MitchsGreer commented 5 years ago

@bentsherman I installed ACE as the docs in KINC would have you do, I'm running on Ubuntu 18.04. I then installed KINC along with dependencies as the docs would have you do. I did not install the NVIDIA drivers, as I am not using CUDA in the analytic I am working on. When I would start the analytic after it ran through the initializing of the inputs and outputs it would crash saying "unknown exception caught". I tried setting the settings for the CUDA device to none and the error no longer appeared when I ran the analytic. I then attempted to set my CUDA device back to 0, as it was to begin with, and I got the exact same error: "Unknown exception caught!\n". It stands to reason that ACE was attempting to initiate some CUDA or talk to the CUDA device in some way, and was not able to, thus throwing an error.
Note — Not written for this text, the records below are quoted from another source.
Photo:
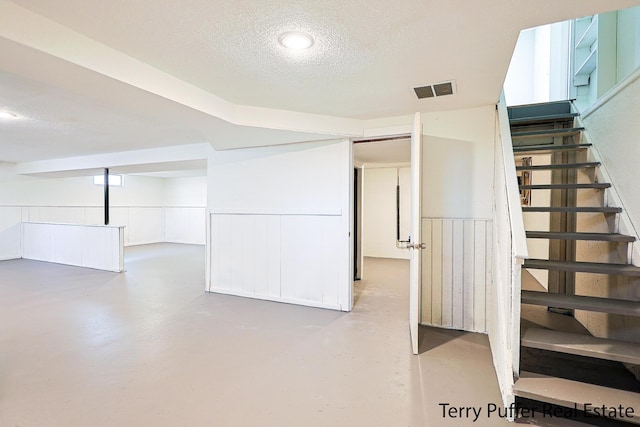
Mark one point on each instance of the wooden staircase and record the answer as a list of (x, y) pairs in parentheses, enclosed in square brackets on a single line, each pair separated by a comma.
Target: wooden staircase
[(580, 262)]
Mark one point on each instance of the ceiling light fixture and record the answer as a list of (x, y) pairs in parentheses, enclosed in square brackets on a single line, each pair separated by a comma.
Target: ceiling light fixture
[(296, 41), (7, 115)]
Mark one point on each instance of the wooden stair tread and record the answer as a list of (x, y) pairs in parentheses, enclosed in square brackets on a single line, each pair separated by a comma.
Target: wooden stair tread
[(605, 237), (583, 267), (549, 148), (560, 166), (595, 185), (582, 345), (547, 132), (578, 302), (543, 118), (577, 209), (568, 393)]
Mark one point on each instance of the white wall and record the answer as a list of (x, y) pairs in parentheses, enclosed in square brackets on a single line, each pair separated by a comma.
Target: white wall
[(92, 246), (457, 211), (151, 209), (280, 223), (185, 201), (379, 211), (628, 42), (613, 128), (539, 68)]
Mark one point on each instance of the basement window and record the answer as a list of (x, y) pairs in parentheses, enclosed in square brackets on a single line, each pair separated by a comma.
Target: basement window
[(114, 180)]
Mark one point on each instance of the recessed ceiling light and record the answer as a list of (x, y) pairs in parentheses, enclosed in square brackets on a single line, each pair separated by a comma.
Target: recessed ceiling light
[(296, 41)]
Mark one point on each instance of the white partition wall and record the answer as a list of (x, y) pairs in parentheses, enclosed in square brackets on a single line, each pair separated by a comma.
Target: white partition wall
[(279, 224), (99, 247), (457, 218)]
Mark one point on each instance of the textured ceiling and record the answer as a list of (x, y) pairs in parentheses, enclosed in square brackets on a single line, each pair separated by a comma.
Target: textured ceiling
[(366, 58)]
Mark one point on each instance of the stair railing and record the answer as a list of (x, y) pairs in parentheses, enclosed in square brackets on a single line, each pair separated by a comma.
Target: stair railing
[(509, 252)]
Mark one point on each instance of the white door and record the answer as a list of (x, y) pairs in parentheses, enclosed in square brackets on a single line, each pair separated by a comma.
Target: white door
[(415, 272)]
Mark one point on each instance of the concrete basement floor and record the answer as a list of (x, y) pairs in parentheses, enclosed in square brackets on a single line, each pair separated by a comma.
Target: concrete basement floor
[(149, 347)]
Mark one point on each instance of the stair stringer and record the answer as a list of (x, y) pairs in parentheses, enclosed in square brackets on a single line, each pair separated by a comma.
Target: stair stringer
[(598, 324), (624, 224)]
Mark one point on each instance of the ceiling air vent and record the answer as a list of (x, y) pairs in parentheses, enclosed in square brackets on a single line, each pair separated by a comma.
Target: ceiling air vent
[(435, 90), (424, 92)]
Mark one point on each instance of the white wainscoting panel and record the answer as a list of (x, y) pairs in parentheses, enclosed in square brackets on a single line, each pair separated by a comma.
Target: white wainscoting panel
[(99, 247), (279, 257), (456, 268)]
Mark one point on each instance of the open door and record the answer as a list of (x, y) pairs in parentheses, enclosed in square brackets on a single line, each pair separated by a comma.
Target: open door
[(416, 245)]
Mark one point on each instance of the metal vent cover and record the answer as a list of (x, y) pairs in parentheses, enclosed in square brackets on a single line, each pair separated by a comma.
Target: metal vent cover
[(424, 92), (435, 90)]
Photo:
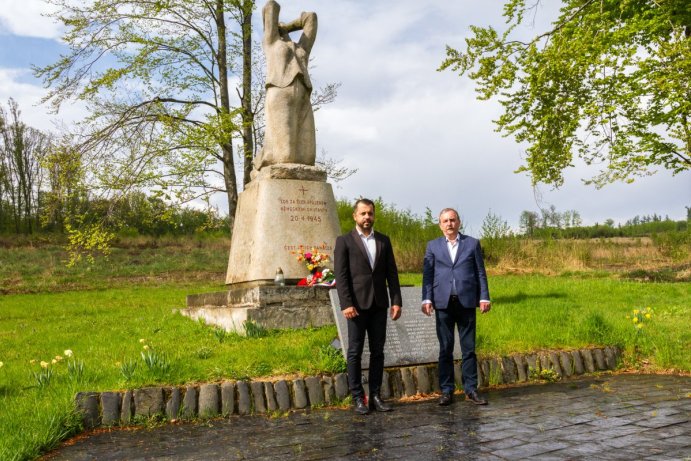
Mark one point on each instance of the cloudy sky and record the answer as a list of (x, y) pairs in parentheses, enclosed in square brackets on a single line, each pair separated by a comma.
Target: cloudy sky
[(418, 137)]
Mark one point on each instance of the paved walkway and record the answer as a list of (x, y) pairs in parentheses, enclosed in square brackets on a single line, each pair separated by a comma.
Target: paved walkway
[(623, 417)]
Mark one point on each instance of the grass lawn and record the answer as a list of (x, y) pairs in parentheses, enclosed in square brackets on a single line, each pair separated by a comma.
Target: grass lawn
[(103, 328)]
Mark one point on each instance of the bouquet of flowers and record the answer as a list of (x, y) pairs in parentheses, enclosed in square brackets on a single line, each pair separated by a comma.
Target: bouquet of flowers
[(314, 261)]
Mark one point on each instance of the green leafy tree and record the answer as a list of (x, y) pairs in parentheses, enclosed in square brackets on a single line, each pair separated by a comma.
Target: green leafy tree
[(607, 82), (22, 149), (155, 76)]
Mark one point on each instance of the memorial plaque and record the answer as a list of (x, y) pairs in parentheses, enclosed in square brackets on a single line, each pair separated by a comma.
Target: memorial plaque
[(410, 340)]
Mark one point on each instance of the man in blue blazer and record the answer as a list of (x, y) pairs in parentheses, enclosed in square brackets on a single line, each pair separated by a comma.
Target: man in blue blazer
[(364, 266), (454, 283)]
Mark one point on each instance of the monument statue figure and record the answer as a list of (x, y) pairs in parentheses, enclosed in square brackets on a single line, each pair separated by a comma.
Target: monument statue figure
[(289, 134)]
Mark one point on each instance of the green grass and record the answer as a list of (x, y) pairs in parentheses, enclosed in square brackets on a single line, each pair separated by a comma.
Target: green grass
[(40, 266), (104, 327)]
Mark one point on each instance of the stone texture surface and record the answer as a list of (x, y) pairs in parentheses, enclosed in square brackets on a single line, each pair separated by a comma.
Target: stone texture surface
[(87, 406), (148, 401), (422, 378), (209, 400), (257, 388), (599, 356), (244, 403), (173, 403), (409, 388), (410, 340), (300, 394), (304, 211), (271, 404), (282, 395), (126, 408), (314, 390), (190, 403), (341, 385), (617, 418), (110, 408), (227, 398)]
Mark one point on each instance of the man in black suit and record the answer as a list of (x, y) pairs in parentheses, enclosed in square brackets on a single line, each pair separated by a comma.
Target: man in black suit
[(364, 266)]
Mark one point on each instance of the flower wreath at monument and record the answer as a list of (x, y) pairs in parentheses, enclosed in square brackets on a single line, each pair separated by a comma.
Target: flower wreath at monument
[(314, 261)]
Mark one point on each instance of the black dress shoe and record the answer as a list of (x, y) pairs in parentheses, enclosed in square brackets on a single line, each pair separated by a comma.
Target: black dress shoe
[(446, 399), (359, 407), (376, 403), (475, 398)]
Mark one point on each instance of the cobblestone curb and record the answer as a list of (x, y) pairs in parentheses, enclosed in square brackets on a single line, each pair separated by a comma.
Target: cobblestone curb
[(253, 397)]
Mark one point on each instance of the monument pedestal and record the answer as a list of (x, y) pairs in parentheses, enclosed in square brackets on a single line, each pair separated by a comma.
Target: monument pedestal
[(283, 207), (277, 213)]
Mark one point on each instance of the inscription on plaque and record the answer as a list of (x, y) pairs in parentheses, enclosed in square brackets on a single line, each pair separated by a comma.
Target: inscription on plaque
[(410, 340)]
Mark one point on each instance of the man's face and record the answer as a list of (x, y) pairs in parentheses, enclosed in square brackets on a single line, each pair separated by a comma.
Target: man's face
[(364, 217), (449, 224)]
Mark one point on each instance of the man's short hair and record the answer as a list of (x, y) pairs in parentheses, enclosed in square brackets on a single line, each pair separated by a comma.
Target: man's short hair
[(446, 210), (364, 201)]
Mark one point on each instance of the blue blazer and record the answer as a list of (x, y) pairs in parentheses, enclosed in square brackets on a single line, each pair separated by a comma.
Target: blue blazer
[(468, 272)]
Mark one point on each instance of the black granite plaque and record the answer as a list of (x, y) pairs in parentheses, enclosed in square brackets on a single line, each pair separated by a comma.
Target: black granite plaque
[(410, 340)]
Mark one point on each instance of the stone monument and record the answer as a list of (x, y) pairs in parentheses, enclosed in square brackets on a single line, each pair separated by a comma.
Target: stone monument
[(287, 203)]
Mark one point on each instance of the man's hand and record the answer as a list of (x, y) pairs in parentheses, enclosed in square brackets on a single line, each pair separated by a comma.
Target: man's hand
[(350, 312)]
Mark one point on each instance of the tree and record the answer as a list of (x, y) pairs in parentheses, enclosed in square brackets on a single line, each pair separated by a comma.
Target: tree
[(608, 82), (155, 76), (22, 149), (528, 222)]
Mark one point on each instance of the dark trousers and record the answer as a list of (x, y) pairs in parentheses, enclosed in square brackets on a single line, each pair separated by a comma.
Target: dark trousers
[(448, 319), (373, 323)]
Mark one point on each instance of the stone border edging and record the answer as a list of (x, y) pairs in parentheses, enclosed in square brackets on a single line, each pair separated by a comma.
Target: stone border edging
[(256, 397)]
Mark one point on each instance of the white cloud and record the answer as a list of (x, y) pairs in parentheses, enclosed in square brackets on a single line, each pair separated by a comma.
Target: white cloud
[(418, 137), (27, 18), (28, 97)]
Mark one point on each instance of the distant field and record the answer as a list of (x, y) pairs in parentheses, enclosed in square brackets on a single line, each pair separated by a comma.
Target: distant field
[(36, 266)]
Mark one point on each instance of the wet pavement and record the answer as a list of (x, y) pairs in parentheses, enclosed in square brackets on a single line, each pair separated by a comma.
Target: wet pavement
[(619, 417)]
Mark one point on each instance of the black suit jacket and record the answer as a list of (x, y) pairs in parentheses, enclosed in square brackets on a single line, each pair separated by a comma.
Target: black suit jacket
[(357, 283)]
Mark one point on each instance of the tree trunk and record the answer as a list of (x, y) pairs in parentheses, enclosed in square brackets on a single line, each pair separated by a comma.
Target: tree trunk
[(226, 138), (247, 115)]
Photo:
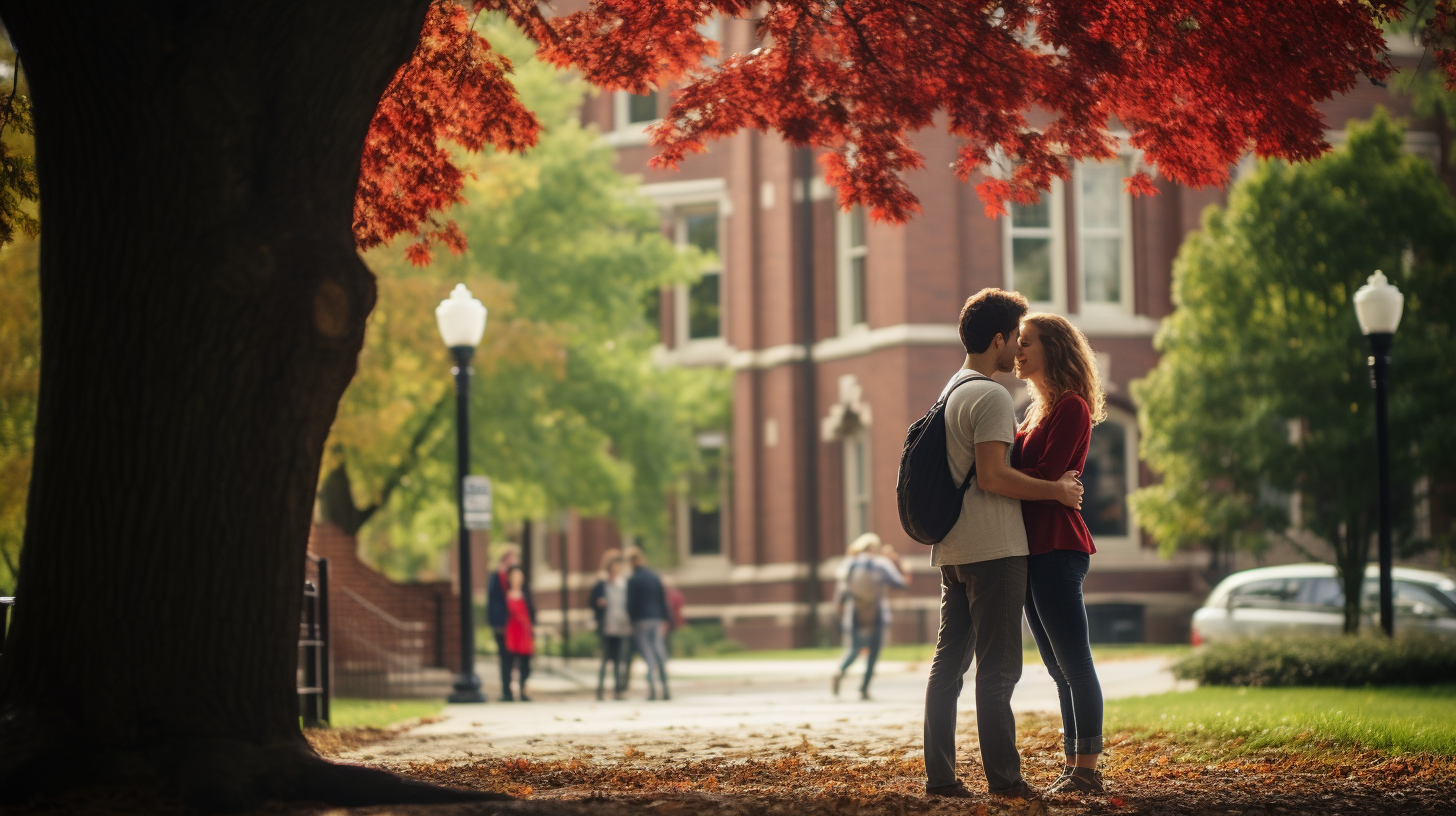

bentsherman commented 5 years ago

@MitchsGreer Since ACE uses the CUDA Driver API, it is the driver itself that provides the library headers, so the NVIDIA drivers must be installed. On Ubuntu 18.04 there are a set of packages called nvidia-headless-* which provide a "dummy" CUDA driver API for situations exactly like yours.

Refer to the KINC Dockerfile: https://github.com/SystemsGenetics/KINC/blob/master/docker/Dockerfile#L16

@4ctrl-alt-del I have this case documented for KINC but if you have install docs for ACE you may want to update them accordingly. Basically the user needs to install either the headless NVIDIA driver or the actual NVIDIA driver.

bentsherman commented 5 years ago

@4ctrl-alt-del I also found this issue in the settings code which could be related? Not sure.

CUDA::Device* Settings::cudaDevicePointer() const
{
    // If the device index is out of range then return a null pointer, else return a
    // pointer to the device with the device index.
-   if ( _cudaDevice < 0 || _cudaDevice >= CUDA::Device::get(_cudaDevice)->size() )
+   if ( _cudaDevice < 0 || _cudaDevice >= CUDA::Device::size() )
    {
       return nullptr;
    }
4ctrl-alt-del commented 5 years ago

Good find, that would however not cause an "unknown exception". Looks like that was a strange typo from your original CUDA PR that I missed on the review.

If CUDA libraries are not present wouldn't the program fail at startup saying something like "cannot find libcuda.so" ? Something in CUDA is throwing an unknown exception that doesn't even follow the commonly accepted practice of using std::exception as a base class. I really can't help with this bug because I have zero knowledge of CUDA nor did I add it to ACE. At a bare minimum wherever this object is being thrown it needs to be caught and handled so the user can understand what is happening.

bentsherman commented 5 years ago

@4ctrl-alt-del Yes normally that is the error message that I get, although I think I've gotten the unknown exception message as well. I'm not sure what about @MitchsGreer 's setup is causing the latter rather than the former. But I encounter errors like this on Palmetto from time to time so I will keep an eye out during my KINC testing.

4ctrl-alt-del commented 5 years ago

To resolve this I think I am going to set the cuda default to none.

4ctrl-alt-del commented 5 years ago

Set default CUDA device to none in commit d89fcf9da9faffebb2251687b285f026c6c3217d.